J'aime l'expérience de la pure couleur. Pourtant, je trouve que si je regarde une couleur très définie, mon esprit reconnaît cette couleur et m'empêche de me perdre totalement en elle. Si bien que je tends à préfèrer des couleurs qui sont à côté, qui sont un peu moins définies. J'aime en particulier certains passages dans les peintures de Monet parce qu'en regardant ces zones, on se rend compte après quelque temps qu'il y a une multitude de couleurs en interaction, et on ne peut pas s'arrêter sur l'une ou l'autre. C'est comme de goûter une couleur ; c'est quelque chose de très physique. Un bleu pur fait plaisir, mais il a une telle définition qu'il n'a pas le pouvoir de m'engager sensuellement. L'une des raisons qui m'ont fait travailler avec le clignotement de couleurs était que je voulais créer des couleurs indéfinies, alterner, disons, trois couleurs de façon qu'en regardant cet effet chatoyant, l'esprit ne puisse pas le fixer ; on ne peut dire si c'est jaune, orange ou violet ; c'est une fusion constamment impossible.

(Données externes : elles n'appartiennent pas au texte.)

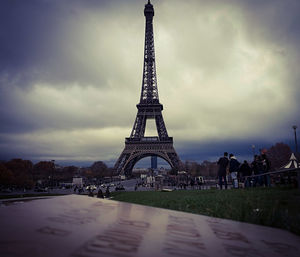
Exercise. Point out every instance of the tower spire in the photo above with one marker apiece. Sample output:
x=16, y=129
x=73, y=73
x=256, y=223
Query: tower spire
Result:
x=149, y=92
x=139, y=146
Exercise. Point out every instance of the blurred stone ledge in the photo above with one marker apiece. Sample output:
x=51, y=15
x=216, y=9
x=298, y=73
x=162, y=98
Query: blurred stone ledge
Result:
x=82, y=226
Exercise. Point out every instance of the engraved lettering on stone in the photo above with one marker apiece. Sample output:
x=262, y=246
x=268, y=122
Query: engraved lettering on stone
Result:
x=228, y=235
x=76, y=216
x=182, y=238
x=54, y=231
x=121, y=240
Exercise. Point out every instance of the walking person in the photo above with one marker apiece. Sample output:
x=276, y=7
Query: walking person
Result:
x=233, y=169
x=266, y=168
x=223, y=163
x=107, y=193
x=245, y=171
x=100, y=193
x=255, y=168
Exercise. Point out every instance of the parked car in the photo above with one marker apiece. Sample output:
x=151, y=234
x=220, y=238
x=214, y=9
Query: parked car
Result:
x=41, y=189
x=119, y=188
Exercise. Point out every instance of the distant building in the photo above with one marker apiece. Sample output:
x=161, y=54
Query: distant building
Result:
x=153, y=162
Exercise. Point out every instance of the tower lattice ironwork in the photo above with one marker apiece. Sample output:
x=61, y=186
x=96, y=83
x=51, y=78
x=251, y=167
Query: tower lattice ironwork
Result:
x=137, y=146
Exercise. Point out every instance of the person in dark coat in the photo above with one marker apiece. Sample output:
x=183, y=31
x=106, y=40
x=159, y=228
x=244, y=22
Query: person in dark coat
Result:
x=266, y=168
x=245, y=171
x=107, y=193
x=100, y=194
x=234, y=166
x=223, y=163
x=254, y=166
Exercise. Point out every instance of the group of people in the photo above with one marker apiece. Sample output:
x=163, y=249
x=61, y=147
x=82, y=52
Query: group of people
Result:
x=250, y=174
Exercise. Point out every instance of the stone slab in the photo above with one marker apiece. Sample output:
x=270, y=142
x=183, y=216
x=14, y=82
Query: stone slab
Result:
x=81, y=226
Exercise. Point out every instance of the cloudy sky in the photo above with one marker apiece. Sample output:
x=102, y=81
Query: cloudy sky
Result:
x=71, y=72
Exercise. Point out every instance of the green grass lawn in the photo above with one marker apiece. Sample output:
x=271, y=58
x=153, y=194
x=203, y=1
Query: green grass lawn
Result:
x=275, y=207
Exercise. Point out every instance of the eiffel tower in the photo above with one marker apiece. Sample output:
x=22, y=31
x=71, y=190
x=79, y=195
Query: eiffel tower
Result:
x=137, y=146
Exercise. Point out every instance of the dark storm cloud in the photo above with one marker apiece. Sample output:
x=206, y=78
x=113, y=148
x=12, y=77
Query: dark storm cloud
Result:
x=70, y=73
x=37, y=38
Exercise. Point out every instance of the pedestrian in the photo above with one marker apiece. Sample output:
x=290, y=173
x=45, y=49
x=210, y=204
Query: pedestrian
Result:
x=100, y=193
x=254, y=166
x=245, y=171
x=107, y=193
x=223, y=163
x=192, y=183
x=266, y=168
x=260, y=168
x=233, y=169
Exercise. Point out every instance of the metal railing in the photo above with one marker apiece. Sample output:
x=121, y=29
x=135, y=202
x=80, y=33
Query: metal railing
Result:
x=278, y=172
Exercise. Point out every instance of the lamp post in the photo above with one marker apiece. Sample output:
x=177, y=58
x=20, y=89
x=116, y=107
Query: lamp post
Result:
x=296, y=144
x=253, y=150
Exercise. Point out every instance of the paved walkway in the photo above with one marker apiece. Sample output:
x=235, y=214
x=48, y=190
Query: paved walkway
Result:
x=82, y=226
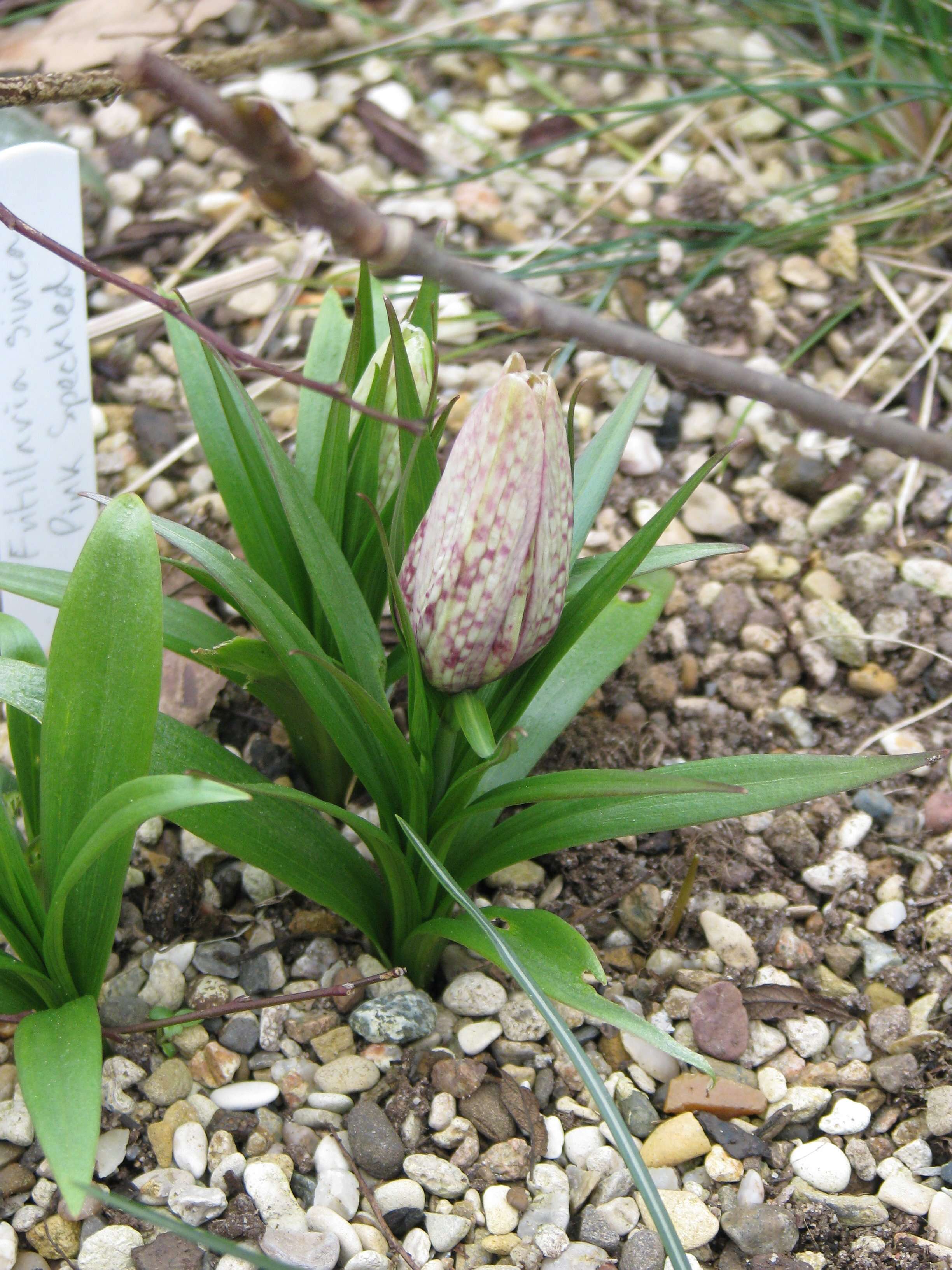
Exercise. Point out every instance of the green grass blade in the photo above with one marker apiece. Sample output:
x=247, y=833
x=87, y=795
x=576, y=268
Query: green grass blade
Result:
x=583, y=1065
x=183, y=626
x=19, y=642
x=600, y=460
x=324, y=364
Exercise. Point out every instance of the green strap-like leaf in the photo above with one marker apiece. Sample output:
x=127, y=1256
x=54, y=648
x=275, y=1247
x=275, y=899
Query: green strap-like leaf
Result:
x=595, y=783
x=556, y=957
x=606, y=646
x=312, y=675
x=356, y=634
x=324, y=364
x=289, y=841
x=600, y=460
x=770, y=780
x=110, y=824
x=18, y=640
x=22, y=914
x=471, y=717
x=404, y=897
x=23, y=686
x=183, y=626
x=521, y=689
x=103, y=698
x=59, y=1065
x=24, y=989
x=658, y=558
x=509, y=959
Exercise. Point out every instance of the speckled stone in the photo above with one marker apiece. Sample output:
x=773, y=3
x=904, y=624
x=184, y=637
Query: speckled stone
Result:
x=399, y=1018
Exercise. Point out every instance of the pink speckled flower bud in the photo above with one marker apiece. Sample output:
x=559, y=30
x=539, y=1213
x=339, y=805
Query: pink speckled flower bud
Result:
x=486, y=571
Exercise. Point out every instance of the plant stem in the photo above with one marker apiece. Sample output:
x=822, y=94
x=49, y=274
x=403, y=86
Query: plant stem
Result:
x=222, y=346
x=231, y=1007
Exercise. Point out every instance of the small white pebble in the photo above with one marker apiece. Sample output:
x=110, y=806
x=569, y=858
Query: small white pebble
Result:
x=245, y=1095
x=886, y=917
x=478, y=1037
x=823, y=1165
x=852, y=830
x=846, y=1117
x=752, y=1191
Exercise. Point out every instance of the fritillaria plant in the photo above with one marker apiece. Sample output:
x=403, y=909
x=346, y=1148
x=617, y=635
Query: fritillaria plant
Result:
x=504, y=631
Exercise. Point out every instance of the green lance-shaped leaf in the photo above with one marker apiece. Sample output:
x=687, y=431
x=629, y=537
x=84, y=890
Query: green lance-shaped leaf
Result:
x=59, y=1065
x=770, y=781
x=110, y=822
x=18, y=640
x=222, y=413
x=285, y=840
x=103, y=698
x=183, y=626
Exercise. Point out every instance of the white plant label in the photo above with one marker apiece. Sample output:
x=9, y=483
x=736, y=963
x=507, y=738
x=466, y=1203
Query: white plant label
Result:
x=46, y=433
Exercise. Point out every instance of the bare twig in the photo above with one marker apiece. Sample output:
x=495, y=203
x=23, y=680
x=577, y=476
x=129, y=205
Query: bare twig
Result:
x=396, y=1246
x=236, y=1006
x=294, y=187
x=231, y=352
x=291, y=46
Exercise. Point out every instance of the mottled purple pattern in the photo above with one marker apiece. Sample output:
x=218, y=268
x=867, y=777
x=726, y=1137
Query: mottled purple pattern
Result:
x=486, y=572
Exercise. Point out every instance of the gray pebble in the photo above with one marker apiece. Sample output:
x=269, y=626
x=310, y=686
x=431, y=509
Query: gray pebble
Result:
x=375, y=1144
x=639, y=1113
x=220, y=958
x=122, y=1011
x=310, y=1250
x=240, y=1033
x=596, y=1228
x=762, y=1230
x=643, y=1250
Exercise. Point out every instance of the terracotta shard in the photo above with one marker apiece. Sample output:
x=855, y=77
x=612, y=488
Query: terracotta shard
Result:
x=692, y=1091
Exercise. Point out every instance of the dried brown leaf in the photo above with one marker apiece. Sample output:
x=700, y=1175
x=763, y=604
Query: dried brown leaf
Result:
x=394, y=140
x=548, y=131
x=87, y=33
x=522, y=1107
x=772, y=1001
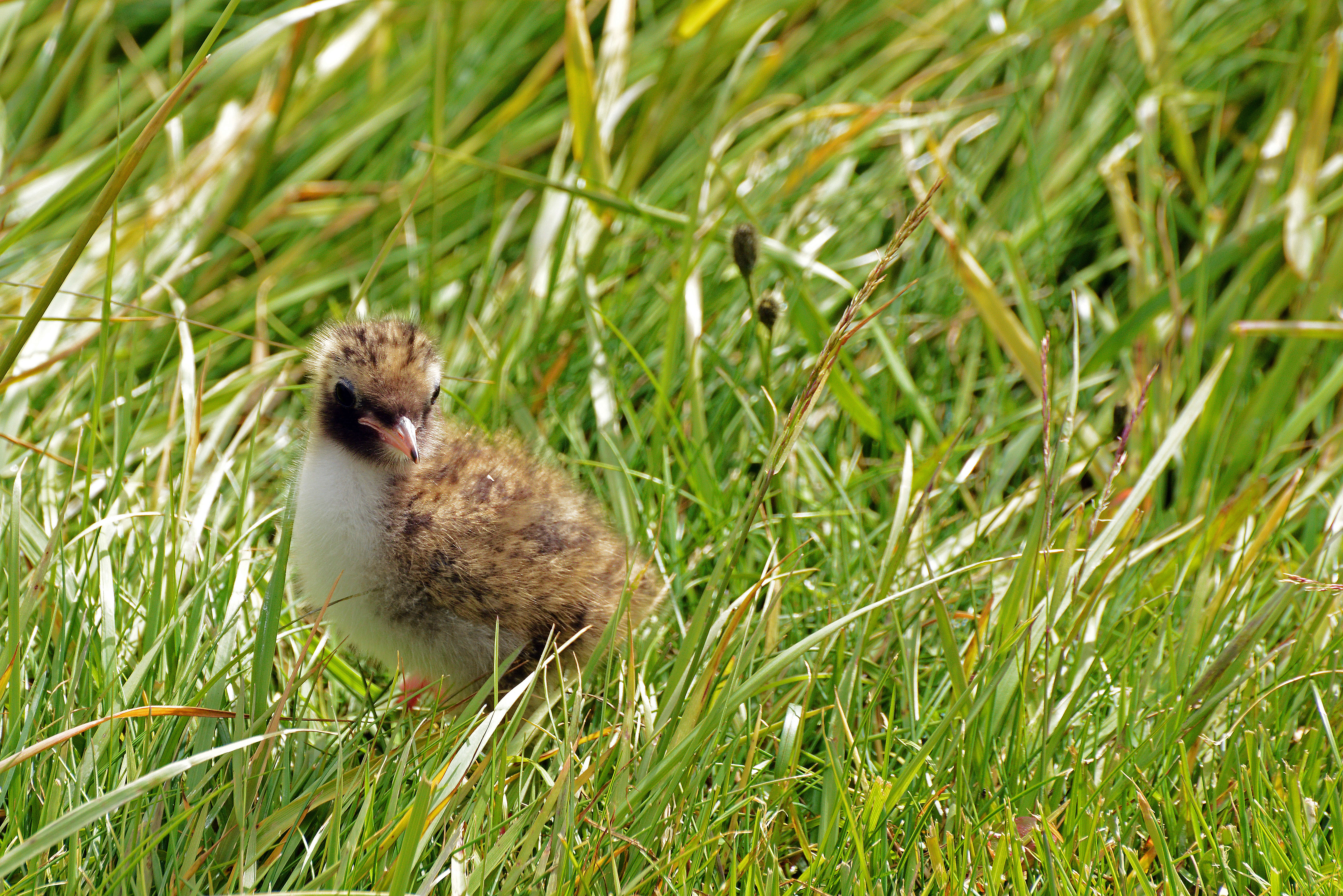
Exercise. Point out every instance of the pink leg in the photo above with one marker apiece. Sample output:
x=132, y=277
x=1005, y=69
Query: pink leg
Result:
x=415, y=688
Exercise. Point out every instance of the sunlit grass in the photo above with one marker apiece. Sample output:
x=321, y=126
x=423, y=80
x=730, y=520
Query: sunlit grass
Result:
x=923, y=664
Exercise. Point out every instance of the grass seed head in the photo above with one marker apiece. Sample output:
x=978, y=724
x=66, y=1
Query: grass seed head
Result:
x=745, y=249
x=770, y=308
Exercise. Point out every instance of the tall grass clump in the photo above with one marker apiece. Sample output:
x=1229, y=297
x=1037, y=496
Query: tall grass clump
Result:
x=1017, y=576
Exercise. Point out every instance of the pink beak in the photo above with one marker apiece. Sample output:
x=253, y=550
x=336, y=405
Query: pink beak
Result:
x=402, y=437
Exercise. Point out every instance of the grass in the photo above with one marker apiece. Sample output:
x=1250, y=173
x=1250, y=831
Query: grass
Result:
x=970, y=640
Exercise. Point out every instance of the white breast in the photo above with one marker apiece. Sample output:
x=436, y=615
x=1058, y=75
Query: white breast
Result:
x=338, y=546
x=338, y=550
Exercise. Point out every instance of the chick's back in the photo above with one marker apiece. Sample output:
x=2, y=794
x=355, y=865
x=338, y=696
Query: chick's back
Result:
x=493, y=535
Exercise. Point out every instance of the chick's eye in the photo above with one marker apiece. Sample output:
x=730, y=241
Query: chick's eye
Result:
x=344, y=393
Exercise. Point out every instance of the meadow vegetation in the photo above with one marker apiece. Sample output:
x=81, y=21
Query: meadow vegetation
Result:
x=1033, y=598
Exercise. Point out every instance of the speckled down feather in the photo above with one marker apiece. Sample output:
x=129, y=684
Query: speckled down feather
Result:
x=472, y=553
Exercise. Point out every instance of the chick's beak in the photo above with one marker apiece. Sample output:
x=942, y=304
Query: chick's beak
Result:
x=401, y=437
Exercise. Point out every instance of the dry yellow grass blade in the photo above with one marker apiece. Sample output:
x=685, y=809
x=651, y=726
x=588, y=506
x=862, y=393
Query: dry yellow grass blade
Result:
x=138, y=712
x=1001, y=320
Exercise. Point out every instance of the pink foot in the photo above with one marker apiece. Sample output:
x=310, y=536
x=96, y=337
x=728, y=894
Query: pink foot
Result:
x=415, y=688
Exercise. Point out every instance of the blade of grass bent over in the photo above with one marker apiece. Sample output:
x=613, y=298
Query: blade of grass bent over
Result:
x=780, y=455
x=92, y=222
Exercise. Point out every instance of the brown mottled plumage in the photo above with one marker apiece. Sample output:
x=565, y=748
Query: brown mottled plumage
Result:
x=430, y=537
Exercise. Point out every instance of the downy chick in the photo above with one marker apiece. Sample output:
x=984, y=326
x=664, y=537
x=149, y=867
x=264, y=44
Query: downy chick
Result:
x=432, y=538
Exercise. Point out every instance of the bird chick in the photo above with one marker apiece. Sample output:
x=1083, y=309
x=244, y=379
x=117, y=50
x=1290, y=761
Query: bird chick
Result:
x=440, y=547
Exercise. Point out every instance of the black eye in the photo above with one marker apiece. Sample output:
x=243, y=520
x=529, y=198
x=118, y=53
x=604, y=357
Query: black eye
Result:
x=344, y=393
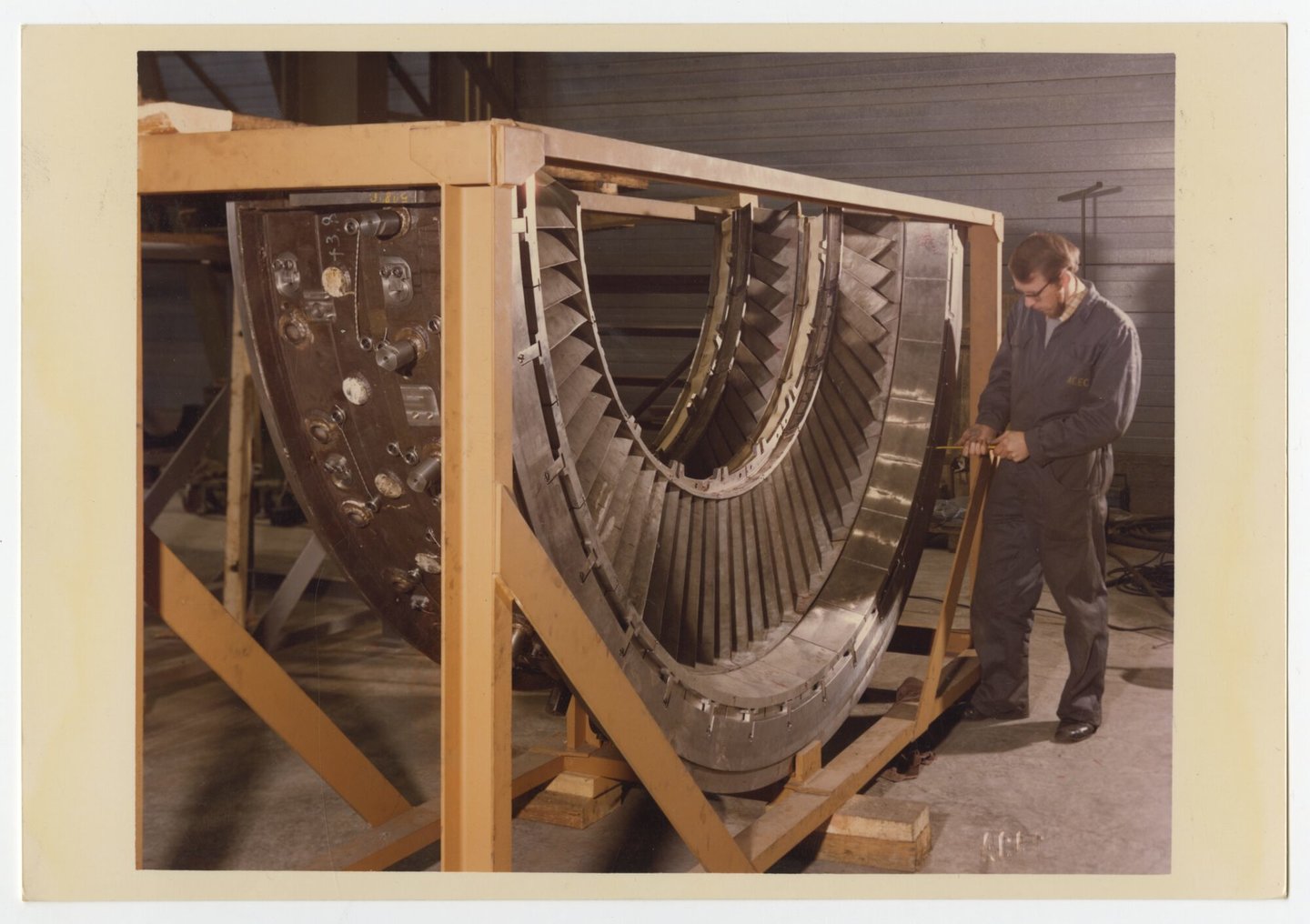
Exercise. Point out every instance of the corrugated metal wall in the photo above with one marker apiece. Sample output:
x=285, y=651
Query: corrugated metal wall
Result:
x=1010, y=133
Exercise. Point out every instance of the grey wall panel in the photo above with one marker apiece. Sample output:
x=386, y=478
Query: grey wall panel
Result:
x=1010, y=133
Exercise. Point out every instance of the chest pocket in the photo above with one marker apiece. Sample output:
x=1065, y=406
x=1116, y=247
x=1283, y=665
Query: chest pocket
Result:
x=1077, y=368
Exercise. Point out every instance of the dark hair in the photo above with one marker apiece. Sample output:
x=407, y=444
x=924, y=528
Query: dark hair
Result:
x=1043, y=253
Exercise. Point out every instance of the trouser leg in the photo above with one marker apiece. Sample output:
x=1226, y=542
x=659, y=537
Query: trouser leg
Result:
x=1073, y=559
x=1005, y=590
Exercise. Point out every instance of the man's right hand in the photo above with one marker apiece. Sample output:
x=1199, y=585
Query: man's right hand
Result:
x=977, y=440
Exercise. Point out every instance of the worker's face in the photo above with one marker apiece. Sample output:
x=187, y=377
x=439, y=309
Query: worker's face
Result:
x=1043, y=295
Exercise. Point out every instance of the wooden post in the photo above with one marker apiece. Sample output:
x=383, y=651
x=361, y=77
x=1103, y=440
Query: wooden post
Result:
x=476, y=628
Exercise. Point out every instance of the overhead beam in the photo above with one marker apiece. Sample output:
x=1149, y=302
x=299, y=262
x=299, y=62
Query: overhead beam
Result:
x=398, y=69
x=215, y=91
x=486, y=81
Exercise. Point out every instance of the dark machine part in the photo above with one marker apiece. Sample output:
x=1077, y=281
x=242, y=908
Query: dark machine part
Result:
x=748, y=563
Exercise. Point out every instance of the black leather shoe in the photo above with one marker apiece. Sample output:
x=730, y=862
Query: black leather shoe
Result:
x=1068, y=732
x=972, y=714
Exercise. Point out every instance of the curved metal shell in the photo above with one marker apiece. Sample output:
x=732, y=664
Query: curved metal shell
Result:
x=748, y=563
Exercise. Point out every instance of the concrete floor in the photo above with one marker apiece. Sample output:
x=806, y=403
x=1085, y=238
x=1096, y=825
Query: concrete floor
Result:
x=223, y=792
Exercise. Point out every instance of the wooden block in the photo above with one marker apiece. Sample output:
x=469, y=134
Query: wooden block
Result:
x=580, y=784
x=163, y=118
x=882, y=832
x=566, y=801
x=877, y=817
x=895, y=855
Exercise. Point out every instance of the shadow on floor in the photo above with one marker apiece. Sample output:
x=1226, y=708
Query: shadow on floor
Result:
x=1000, y=737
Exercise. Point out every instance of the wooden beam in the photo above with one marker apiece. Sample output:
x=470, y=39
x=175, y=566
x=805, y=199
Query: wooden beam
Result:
x=568, y=148
x=187, y=608
x=420, y=826
x=622, y=179
x=486, y=81
x=243, y=420
x=591, y=668
x=476, y=614
x=410, y=88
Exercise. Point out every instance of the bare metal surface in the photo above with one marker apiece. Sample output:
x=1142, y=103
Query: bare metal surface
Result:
x=748, y=566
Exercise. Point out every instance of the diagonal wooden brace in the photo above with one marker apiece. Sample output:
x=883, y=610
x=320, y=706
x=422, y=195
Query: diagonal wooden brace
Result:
x=579, y=650
x=234, y=655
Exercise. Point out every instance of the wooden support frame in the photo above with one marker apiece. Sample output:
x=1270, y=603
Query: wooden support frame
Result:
x=477, y=166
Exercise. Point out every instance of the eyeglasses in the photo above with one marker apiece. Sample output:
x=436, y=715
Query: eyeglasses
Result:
x=1033, y=295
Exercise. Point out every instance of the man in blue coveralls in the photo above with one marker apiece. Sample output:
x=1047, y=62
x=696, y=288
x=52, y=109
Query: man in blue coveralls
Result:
x=1062, y=389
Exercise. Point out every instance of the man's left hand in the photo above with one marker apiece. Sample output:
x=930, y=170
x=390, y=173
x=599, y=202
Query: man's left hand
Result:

Pas vraiment une fusion, mais ça va trop vite pour qu'on puisse individualiser les tons. On entre dedans et on savoure cela comme si on voulait le goûter. C'est presque comme si on essayait de toucher quelque chose pour sentir ce que ça fait.
Paul Sharits
[Extrait d'un entretien avec Jean-Claude Lebensztejn réalisé en 1983 et publié dans : Jean-Claude Lebensztejn. Ecrits sur l'art récent Brice Marden Malcom Morley Paul Sharits, Editions Aldines, 1995.]